Berufsunfähigkeitstarife können eine, zwei oder alle drei dieser Varianten beinhalten. Je nach Ausgestaltung der Tätigkeit als Selbstständiger oder Freiberufler sind diese Kriterien unterschiedlich wichtig. Zu achten ist auch darauf, auf welchen Personenkreis die Klausel Anwendung findet. Gilt sie nur für Selbstständige oder auch für Gesellschafter oder Angestellte mit Weisungsbefugnis?
Vergleichsprogramme zeigen Details nicht an
All diese Details sind bisweilen tief im Bedingungswerk der Tarife verborgen. Die Übersichten über BU-Tarife von Online-Vergleichsplattformen oder Ratinggesellschaften helfen dem Makler meist nicht weiter. „Sie zeigen oftmals nur an, ob eine Umorganisationsklausel besteht, aber nicht wie diese gestaltet ist. Daher hilft dem Makler nur ein akribischer Blick in die Produktdetails der BU-Angebote“, rät SIGNAL-IDUNA-Experte Hinz.

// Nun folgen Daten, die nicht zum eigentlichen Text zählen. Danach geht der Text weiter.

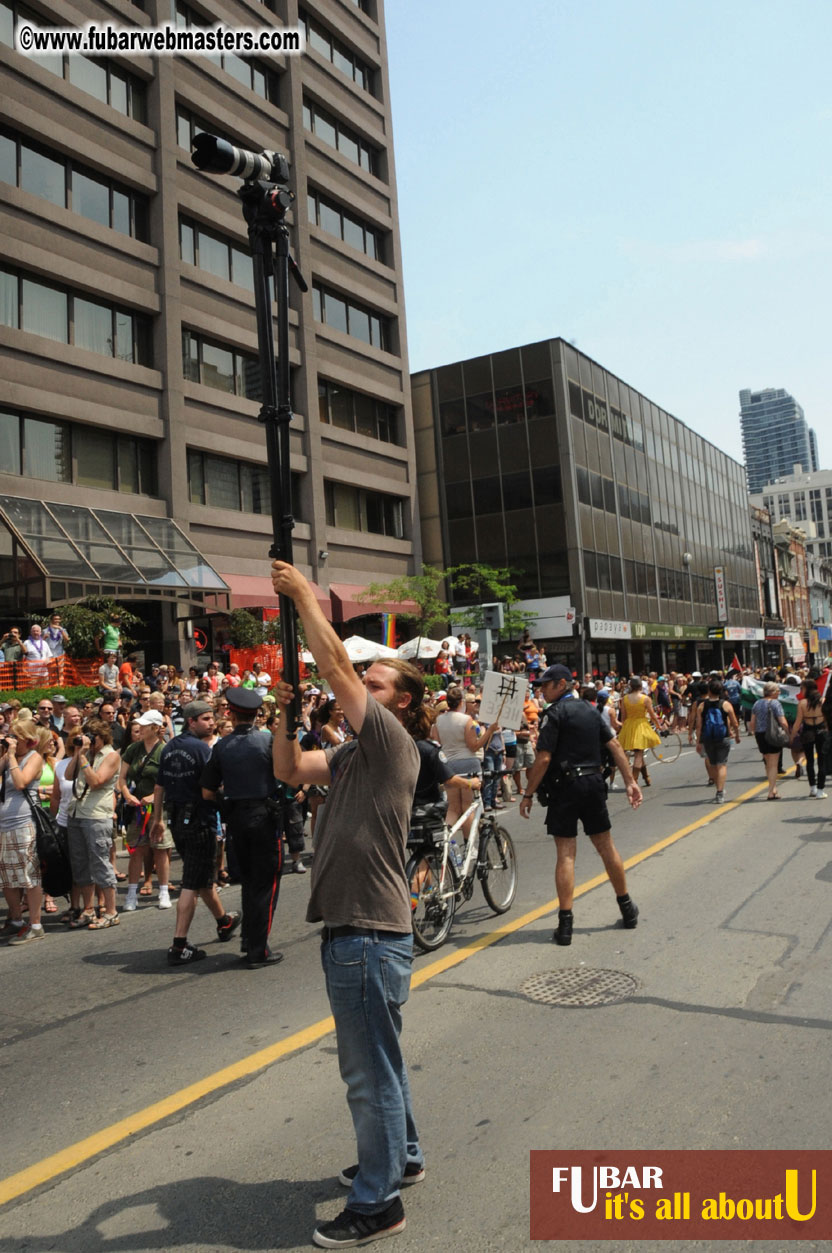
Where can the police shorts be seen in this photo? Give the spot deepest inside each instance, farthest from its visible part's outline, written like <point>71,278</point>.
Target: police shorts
<point>197,846</point>
<point>585,800</point>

Eine transparente und verbraucherfreundliche Umorganisationsklausel ist zwar für Selbstständige und Freiberufler ein wesentliches Kriterium für den Abschluss eines BU-Tarifs, garantiert allein aber noch keinen qualitativ hochwertigen Schutz der Arbeitskraft. Natürlich sollten auch unter anderem die zugesicherten Leistungen, die Beitragshöhe, Flexibilität, Nachversicherungsgarantien und das Servicelevel des Versicherers in die Entscheidung für einen BU-Tarif miteingehen.